Theodore Bolema, director of the Institute for the Study of Economic Growth at Wichita State University, said that local governments can either use their regulatory powers to favor their own projects or rework regulations to help private companies.
“Governments have no sustainable advantage in offering broadband, as compared to private companies that bring far more experience from other communities where they operate,” said Bolema, who is a member of the Mackinac Center for Public Policy's Board of Scholars. “So the only way governments can compete is by giving themselves regulatory advantages or by arranging for taxpayer subsidies for their operations. Instead of building government-run systems that drive off private alternatives, local governments could help private companies obtain regulatory approvals and access to rights-of-way.”

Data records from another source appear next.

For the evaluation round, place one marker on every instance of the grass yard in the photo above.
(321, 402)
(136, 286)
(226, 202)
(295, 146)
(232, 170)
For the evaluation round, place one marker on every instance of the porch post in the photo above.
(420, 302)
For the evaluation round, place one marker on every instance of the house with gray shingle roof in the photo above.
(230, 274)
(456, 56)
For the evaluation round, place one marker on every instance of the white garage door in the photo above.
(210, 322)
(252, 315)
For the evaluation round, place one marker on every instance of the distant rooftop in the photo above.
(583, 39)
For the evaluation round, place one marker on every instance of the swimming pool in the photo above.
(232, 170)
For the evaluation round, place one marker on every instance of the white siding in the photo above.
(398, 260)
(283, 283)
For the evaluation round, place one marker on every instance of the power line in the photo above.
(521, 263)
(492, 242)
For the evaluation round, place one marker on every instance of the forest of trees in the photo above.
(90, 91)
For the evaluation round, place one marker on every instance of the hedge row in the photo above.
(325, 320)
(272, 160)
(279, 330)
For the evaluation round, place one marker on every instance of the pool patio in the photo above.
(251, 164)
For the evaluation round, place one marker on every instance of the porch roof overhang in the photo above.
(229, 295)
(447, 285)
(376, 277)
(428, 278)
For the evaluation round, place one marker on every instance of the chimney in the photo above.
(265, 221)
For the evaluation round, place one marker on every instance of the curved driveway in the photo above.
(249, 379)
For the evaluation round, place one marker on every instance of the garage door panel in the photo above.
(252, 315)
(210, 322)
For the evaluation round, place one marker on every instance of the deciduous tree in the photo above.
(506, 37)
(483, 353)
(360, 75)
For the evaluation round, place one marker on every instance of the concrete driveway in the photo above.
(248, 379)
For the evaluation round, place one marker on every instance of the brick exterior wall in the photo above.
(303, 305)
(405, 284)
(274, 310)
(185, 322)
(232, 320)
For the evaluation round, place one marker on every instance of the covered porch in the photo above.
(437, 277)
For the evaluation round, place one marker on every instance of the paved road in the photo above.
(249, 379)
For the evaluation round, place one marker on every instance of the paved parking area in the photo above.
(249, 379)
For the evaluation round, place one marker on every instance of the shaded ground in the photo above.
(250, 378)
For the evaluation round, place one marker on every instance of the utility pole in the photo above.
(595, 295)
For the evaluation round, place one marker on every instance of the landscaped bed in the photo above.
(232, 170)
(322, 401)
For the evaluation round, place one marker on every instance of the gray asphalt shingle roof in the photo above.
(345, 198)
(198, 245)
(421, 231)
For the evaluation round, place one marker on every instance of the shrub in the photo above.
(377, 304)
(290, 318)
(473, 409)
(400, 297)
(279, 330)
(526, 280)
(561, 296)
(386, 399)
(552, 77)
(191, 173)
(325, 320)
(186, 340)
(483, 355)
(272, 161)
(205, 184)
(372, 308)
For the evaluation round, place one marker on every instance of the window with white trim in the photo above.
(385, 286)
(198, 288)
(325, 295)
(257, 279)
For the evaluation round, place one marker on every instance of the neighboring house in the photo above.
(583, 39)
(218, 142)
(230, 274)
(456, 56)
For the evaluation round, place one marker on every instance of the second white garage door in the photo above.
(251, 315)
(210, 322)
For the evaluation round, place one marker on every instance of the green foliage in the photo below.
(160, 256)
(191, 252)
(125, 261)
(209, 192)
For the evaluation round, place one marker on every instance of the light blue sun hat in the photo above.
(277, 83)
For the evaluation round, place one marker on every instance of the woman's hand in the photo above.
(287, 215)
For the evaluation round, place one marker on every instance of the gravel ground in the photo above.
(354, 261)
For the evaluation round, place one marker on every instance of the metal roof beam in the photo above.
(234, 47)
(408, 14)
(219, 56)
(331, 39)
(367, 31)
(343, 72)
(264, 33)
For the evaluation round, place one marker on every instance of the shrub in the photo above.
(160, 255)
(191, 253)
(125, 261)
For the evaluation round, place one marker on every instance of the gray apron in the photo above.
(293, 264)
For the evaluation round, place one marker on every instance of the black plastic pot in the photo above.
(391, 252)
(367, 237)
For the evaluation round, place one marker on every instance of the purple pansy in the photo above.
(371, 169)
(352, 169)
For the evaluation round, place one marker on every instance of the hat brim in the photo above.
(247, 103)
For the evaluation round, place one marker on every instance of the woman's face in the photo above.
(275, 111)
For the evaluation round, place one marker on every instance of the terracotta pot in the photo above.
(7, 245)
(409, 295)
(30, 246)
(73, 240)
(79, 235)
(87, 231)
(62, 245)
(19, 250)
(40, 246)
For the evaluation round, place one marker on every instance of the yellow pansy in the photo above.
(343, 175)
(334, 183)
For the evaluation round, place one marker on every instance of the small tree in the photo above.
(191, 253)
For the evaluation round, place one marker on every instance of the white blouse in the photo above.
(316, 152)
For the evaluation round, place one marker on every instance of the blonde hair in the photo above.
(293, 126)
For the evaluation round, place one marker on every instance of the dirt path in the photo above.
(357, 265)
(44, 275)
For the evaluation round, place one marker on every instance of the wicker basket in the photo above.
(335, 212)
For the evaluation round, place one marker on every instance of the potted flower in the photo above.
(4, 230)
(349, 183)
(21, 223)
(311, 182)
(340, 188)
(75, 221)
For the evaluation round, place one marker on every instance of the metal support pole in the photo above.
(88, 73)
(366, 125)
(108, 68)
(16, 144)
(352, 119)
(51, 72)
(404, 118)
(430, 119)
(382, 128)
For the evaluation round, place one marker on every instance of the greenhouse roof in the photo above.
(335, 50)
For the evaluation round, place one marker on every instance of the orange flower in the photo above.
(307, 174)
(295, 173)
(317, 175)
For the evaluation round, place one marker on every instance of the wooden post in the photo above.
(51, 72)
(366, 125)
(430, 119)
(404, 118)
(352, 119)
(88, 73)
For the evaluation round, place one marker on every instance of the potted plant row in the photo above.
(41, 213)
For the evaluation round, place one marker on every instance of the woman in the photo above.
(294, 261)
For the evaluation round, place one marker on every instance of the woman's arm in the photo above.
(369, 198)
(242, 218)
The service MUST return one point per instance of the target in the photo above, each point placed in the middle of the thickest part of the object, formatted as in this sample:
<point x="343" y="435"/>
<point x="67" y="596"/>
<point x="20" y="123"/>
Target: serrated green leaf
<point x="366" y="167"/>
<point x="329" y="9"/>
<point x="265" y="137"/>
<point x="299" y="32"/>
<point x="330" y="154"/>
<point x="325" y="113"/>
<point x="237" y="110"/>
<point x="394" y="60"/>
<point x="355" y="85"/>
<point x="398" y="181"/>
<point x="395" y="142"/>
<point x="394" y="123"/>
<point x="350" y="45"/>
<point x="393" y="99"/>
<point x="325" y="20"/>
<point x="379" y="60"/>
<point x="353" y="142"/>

Publicly funded broadband initiatives have a poor record of success. A 2017 study conducted at the University of Pennsylvania found that only 2 of 20 such projects reviewed nationally earned enough to cover the projected costs over the life of the network.
This poor record is probably due to the same local market realities that cause officials to perceive a need for taxpayer funding in the first place. Specifically, less-densely populated communities might not have enough potential subscribers to justify the cost of installing high-speed fiber networks. If there were, private internet service providers would install them.

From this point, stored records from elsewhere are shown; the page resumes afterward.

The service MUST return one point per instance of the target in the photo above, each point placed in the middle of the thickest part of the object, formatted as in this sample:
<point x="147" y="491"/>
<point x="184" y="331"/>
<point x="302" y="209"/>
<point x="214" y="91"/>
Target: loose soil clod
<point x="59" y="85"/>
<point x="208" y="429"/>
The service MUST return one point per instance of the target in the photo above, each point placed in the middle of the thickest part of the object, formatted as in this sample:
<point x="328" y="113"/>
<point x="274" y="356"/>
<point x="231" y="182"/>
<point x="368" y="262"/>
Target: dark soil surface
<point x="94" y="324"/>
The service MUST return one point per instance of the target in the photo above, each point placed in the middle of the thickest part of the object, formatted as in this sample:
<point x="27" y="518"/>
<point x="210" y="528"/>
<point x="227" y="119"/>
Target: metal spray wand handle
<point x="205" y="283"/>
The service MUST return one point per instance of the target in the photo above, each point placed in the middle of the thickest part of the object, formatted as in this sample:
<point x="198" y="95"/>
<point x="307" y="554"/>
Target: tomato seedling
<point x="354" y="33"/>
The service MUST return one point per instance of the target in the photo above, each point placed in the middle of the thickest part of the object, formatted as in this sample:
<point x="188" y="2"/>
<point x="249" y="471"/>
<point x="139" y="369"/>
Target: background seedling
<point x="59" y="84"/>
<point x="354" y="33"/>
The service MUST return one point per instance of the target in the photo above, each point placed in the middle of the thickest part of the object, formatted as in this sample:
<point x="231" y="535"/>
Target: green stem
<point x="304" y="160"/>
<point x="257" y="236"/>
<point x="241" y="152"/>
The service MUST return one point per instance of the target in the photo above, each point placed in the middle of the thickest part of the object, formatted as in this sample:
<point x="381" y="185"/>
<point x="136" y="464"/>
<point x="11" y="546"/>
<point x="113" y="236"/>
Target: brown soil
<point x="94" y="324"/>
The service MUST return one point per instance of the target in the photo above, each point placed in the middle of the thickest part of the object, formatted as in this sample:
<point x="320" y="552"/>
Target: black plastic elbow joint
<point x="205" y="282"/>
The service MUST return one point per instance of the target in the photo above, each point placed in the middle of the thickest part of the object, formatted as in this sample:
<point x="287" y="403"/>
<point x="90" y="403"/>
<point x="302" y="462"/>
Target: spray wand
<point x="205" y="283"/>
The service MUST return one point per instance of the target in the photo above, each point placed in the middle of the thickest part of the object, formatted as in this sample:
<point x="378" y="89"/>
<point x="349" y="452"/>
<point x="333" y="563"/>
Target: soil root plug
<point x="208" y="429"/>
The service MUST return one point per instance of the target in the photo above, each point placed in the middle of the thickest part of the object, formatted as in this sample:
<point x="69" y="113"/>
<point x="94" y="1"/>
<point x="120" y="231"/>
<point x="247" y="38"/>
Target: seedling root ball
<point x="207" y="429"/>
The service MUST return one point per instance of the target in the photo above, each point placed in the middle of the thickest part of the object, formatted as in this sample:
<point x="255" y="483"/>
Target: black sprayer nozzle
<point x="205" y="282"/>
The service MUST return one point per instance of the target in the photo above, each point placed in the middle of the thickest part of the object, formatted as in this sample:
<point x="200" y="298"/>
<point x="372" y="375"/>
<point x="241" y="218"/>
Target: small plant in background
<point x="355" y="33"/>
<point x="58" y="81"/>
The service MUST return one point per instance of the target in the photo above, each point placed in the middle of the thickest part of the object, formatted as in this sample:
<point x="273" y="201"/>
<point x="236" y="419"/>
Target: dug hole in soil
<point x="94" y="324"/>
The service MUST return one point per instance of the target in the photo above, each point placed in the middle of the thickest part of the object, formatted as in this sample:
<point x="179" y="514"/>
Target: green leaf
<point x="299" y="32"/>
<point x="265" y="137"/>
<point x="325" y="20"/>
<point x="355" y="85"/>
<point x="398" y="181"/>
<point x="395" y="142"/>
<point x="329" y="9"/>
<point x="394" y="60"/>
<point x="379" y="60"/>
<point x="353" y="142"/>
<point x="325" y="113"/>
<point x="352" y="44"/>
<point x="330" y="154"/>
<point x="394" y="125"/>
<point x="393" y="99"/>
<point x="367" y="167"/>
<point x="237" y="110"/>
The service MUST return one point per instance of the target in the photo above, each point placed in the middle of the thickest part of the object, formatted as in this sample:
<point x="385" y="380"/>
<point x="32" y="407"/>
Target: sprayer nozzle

According to the U.S. Census Bureau, nearly 9 of 10 Washtenaw County residents (88.6%) subscribed to high-speed internet in 2017. But local elected officials there have persistently sought to expand that number in the county’s rural areas.
The county commission has an active group called a “broadband equity subcommittee” that seeks government-led solutions to a perceived deficit of broadband options in rural areas.
In 2017, voters in Lyndon Township, a rural outpost north of Chelsea, approved $7 million in bonded debt to finance universal local broadband access. The average taxpayer in the township has been paying $22 per month for the system since 2018. Both users of the service and those who do not use it are responsible for this amount.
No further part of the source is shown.